One Hour PowerPoint: A Strategy for Improving Presentations by David Jakes and Dean Shareski

These are my notes from David Jakes and Dean Shareski’s NECC 2008 presentation, “One Hour PowerPoint: A Strategy for Improving Presentations.”

http://jakes.editme.com/
Dean Shareski’s blog: http://ideasandthoughts.org/

10 things you can do tomorrow with your kids to improve your PowerPoint

I still see many kids doing pretty bad things with PowerPoint in our schools
– we are here to focus on how kids produce visual communication

picture of a ditto machine
– first thing the kids did: SMELL

picture of an opaque projector
– inserted a book, projected the image on the screen
– if you left the book in it, it would burn up! (original book burning!)

The Apple computer changed everything in 1987
– I remember typing a worksheet with all 7 fonts!
– also in 1987 we got PowerPoint

it’s not what the software does. it’s what the user does. (hugh)

it’s about helping kids taking what they do and passionately talking about and supporting their ideas
– developing conversations
– tell stories
– communicate

film clip: “historia de un letero”

it is about how you craft the message
– we want to help you craft the message with your kids
– how to say it in the right way, to make that impact

ten things

1- “Teach them biology”

the video and these slides are available online

human brain: 12 billion cells
– image of homer simpson
– we’re going to show iStockPhoto, now look at the quality of the image
– let’s talk about the image
– two sensory inputs for presentations: the eyes and the ears
– compare optical vs auditory connections from ears to brain v eyes to brain
– broadband connection from eyes to the brain
– 30% of the cortex is dedicated or devoted to processing visual, 8% to touch, 3% to hearing
– you’ve got this big tool, the cortext

2- “Teach them to make it visual”
– teach kids about biology
– why it is important

PowerPoint doesn’t kill presentations
– bullet points
– you need to move your kids away from templates
– move away from text-based slides

Seth Godin” “Why would you use words on the screen when…”

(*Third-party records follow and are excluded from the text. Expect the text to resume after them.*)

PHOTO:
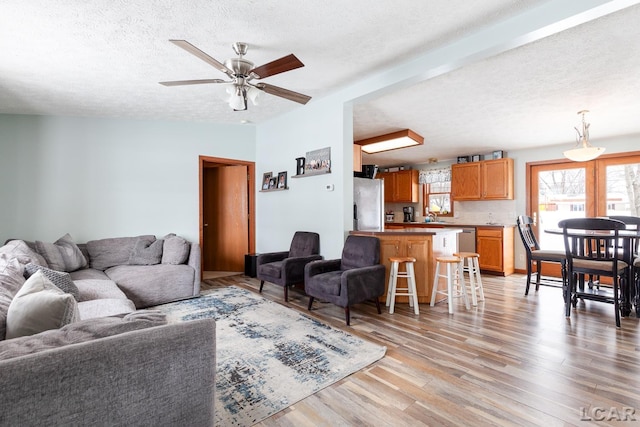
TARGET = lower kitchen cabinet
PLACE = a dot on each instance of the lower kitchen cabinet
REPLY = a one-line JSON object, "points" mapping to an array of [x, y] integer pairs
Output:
{"points": [[423, 249], [495, 247]]}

presentations are performances
– the projector is not a teleprompter

Richard Mayer principle: people learn best from a combination of visual imagery and a limited amount of text

some districts ask kids to remove the text
– this requires kids to internalize and learn the content

dual processing: visual and auditory
– brain accepts two streams of input

Cognitive load theory: intrinsic and extrinsic load, also in the middle we have “germane” cognitive load
– visuals feed into working memory, which is limited
– there is only so much space there

intrinsic cognitive load is based on how complex the information being presented is
extrinsic is how it is presented, how difficult that is

in understanding brain biology, it is absolutely critical for sharing good presentations (effective ones)

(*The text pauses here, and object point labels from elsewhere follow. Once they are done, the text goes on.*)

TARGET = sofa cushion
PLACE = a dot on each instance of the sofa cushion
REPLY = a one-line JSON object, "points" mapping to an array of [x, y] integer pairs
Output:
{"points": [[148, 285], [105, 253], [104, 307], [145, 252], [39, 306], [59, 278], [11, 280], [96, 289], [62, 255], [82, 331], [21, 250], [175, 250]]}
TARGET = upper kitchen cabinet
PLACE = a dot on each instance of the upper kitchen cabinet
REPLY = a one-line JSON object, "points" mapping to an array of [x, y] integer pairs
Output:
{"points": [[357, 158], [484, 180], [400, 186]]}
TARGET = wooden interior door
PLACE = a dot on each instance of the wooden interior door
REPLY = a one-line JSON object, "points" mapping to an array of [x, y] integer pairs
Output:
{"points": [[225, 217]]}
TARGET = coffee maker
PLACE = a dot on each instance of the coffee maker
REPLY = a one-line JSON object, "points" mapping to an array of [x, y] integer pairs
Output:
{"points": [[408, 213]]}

3- Teach kids how to search for images

Flickr now is about 2.6 billion images
– receives between 4000 – 5000 images per day

we ask kids in our district to use Flickr storm
– this gives kids a handy way to keep kids in the Creative Commons images

one of the big things we need to work on is how kids can use content online legally
– that requires a license

4- teach kids about creative commons

demo of how to select a CC license

Creative Commons provides a way to tell others on the web how they can use and reuse content they find on the web

Power of Flickr Storm, it provides a download try of images
– URL is right at the top of all the images that kids have found
– teachers then can use this as a way to share pre-selected images from Flickr

THIS IS REALLY COOL! I HAVE HEARD OF FLICKR STORM BEFORE BUT HADN’T HEARD THE DEMO…

iStockPhoto is a pay site
– for $1 you can get a great image
– if you really want to wow your audience for a professional presentation, you can really wow your aduience
– can even specify that you want blank space at the bottom of images for text in your search

5- “Teach them design”

Dean: We have grown up in a text-dominated world
– the emphasis on visual literacy and design is a big shift for us
– we see fonts now almost as graphical things

Slide Makeover (PhotoShopped image of lipstick on Dean!)

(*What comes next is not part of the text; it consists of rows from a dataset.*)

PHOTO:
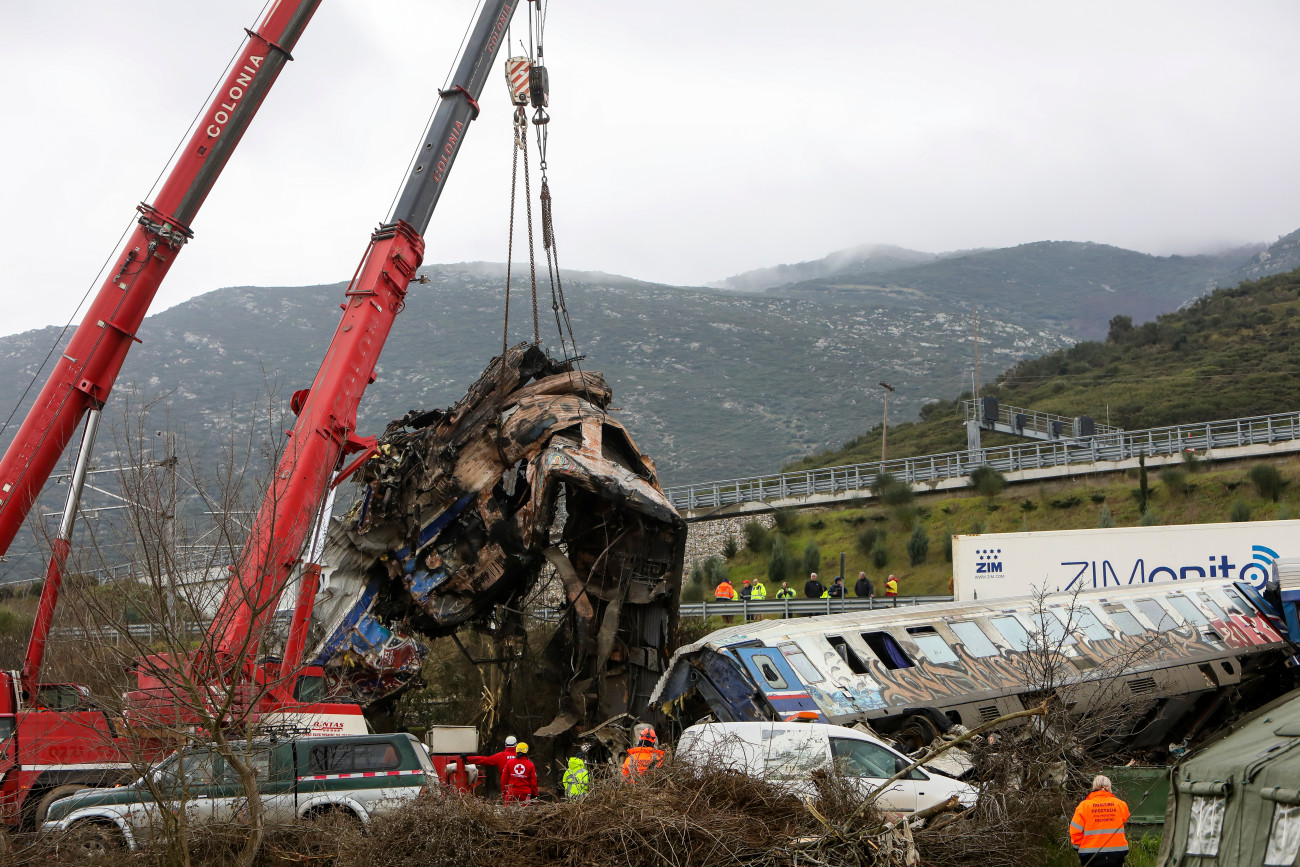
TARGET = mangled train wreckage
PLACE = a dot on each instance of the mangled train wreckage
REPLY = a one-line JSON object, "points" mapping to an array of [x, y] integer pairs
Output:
{"points": [[1177, 658], [462, 510]]}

Example of a slideshow makeover: presentation on “How to keep up with it all”
– bulleted text suggestions: build a personal learning network, use RSS, created a twitter account, develop trusted sources
– have grabbed a random template from PPT
– so now lets strip away the template
– same content on a blank slide

Those same points might be your talking points, but they don’t have to be on your screen
– I can still remember many of the slides which Ewan McItosh gave a year ago: our slides should be that powerful

find a metaphor for an idea and use a visual image of that to communicate

Example of using a metaphor to communicate an idea visually

6- “Teach them to sell”
I see kids in the library all the time copying chunks of text
– if you ask them what they know, they will show you they don’t know anything (or much)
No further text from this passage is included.